Experience is not cheap, however, particularly when you have to bring it in.  Resourcefulness, however is cheap, so I’ve recently been turning to the people who work on postgres.  They have a great channel on IRC (Freenode – #postgres), where you can talk with experts on the subject.  They helped debug a trigger, clued me in to clustering, and provided me with a set of linux tools I’d never seen before.  They became my proxy for experience, and helped me bootstrap myself to where I’m comfortable with how the database works.  That takes care of experience.

So, what’s left is money.  And, that’s where the commitment to the project comes in. So far, I’ve been fortunate to get some great hardware, most of which comes from cast-offs of other projects, but is still pretty high quality.  All I can say at this point, is that I’m glad I work where I do, because I think I’m going to be able to rack up some pretty cool experiences with “large datasets” and big hardware, which was exactly what I put on my MSFHR scholarship application as my educational goal.  The specific header was “Develop new competencies in mining large databases”.

So there you have it – I get to be an incredibly lucky grad student, with the resources of an entire genome science centre behind me, and thousands of genomes to analyse… and I’ve even managed to fit in the goals that I told proposed to my funding source.

The next couple months will be a lot of fun, as I start to wrap this project up.

For those of you in Vancouver, who’d like to know more, I’ll be presenting some of this work at Vanbug tomorrow as the student speaker.  After that, I get to start making sense of the data…  now THAT should be fun.  If my luck holds, that should make a few good papers, and chapters for my thesis.

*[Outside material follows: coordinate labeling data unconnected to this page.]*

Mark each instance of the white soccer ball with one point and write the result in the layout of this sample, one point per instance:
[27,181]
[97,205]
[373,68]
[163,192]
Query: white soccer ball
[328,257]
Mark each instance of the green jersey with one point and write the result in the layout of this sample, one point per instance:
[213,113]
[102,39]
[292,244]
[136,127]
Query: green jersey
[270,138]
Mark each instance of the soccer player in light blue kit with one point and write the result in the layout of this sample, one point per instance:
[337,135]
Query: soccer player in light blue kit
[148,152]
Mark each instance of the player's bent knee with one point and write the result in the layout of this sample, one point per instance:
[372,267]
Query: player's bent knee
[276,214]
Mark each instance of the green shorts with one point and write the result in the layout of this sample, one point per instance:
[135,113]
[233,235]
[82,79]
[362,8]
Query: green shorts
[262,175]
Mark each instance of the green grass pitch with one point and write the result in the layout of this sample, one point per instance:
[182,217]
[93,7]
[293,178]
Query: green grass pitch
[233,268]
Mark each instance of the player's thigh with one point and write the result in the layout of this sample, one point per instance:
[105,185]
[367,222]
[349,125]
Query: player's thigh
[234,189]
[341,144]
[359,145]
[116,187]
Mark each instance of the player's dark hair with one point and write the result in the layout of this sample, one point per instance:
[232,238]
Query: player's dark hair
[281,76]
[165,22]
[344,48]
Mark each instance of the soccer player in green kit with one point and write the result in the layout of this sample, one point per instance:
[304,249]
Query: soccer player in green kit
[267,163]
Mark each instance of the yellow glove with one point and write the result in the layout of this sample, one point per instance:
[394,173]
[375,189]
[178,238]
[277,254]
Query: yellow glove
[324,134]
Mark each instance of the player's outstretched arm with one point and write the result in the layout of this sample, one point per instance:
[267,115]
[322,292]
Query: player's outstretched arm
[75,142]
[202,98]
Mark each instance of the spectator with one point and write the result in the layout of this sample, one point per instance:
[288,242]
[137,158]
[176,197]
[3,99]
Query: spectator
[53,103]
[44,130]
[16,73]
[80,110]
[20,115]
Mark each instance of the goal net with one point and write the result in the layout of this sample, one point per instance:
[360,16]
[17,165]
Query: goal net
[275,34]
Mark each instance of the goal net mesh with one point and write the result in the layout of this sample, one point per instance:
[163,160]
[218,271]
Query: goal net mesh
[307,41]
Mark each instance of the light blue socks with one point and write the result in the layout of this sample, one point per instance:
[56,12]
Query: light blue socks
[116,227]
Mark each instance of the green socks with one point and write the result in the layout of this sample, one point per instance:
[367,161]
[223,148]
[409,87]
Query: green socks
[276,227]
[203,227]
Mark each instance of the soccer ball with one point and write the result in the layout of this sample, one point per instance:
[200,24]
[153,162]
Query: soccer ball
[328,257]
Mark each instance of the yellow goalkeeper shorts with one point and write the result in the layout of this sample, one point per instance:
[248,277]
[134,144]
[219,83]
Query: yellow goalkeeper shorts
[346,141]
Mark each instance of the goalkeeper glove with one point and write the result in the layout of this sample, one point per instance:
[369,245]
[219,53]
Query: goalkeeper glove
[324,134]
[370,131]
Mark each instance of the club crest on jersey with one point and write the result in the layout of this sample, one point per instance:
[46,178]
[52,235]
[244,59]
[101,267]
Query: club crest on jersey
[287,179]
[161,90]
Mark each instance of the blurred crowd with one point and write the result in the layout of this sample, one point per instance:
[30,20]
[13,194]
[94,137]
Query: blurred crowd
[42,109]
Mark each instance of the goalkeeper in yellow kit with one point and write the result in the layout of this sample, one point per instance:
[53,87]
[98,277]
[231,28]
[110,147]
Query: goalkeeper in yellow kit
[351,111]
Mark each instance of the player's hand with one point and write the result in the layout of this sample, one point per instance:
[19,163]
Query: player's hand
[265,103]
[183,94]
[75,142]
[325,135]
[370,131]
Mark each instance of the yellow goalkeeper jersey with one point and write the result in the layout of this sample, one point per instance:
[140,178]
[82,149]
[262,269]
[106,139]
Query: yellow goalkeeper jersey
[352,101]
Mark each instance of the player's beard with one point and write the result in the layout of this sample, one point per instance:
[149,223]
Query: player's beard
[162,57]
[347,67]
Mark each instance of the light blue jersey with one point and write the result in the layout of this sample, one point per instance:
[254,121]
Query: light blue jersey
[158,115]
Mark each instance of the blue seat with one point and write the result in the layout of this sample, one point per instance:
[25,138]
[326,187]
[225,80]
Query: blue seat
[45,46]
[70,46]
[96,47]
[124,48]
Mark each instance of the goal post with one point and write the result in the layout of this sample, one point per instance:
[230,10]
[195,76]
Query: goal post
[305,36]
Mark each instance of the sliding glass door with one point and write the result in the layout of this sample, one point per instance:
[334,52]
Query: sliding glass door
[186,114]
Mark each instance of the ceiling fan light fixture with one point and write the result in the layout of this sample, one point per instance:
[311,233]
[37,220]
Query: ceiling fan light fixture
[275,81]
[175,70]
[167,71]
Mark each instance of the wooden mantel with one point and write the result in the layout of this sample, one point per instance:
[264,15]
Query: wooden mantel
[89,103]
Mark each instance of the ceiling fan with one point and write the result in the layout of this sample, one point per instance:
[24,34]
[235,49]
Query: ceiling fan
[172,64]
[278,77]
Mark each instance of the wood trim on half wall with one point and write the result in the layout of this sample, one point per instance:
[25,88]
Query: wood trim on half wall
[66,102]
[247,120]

Frustration with Nature Networks

About a month ago, I volunteered to be a Nature Nework Blogging guinea pig, testing out the site improvements, and giving my feed back.  After sending in comments on what worked (a couple of things) and what didn’t (most things), I thought I was doing my part to help make Nature Blogs into something worth using.  Turns out that my feedback wasn’t particularly helpful after all.

Yes, this is a whiney post.  I found out today, via scienceblogging.org that they’ve rolled out the changes to people – without fixing the things I told them didn’t work.  Why did I bother?  It’s not like I could have been using my time more efficiently to find cures for cancer…. oh wait, that’s exactly what I’d have been doing otherwise!  DOH.

Anyhow, here I am, no better off afterwards.  The interface for custom banners completely fails for me, there’s no “republish button”, and I still have none of the things I’ve been pining for:

  1. Custom banners that work (they don’t),
  2. anonymous comments (they never will),
  3. a tag cloud (bizarrely, I can see it, but the people who read my blog can’t) and
  4. stats on who reads my blog, and what they find interesting  (The only stats they provide are those on how often I write on my blog, which is more like a guilt trip then useful information.)

So, I think I’m slowly coming to the conclusion that Nature Blogs subscribes to the theory that you can’t always get what you want, but if I try real hard, they’ll promise me what I need.

In the name of encouraging myself to regain my passion for blogging, I’m just going to strike out on my own, again, for a while, and see what happens.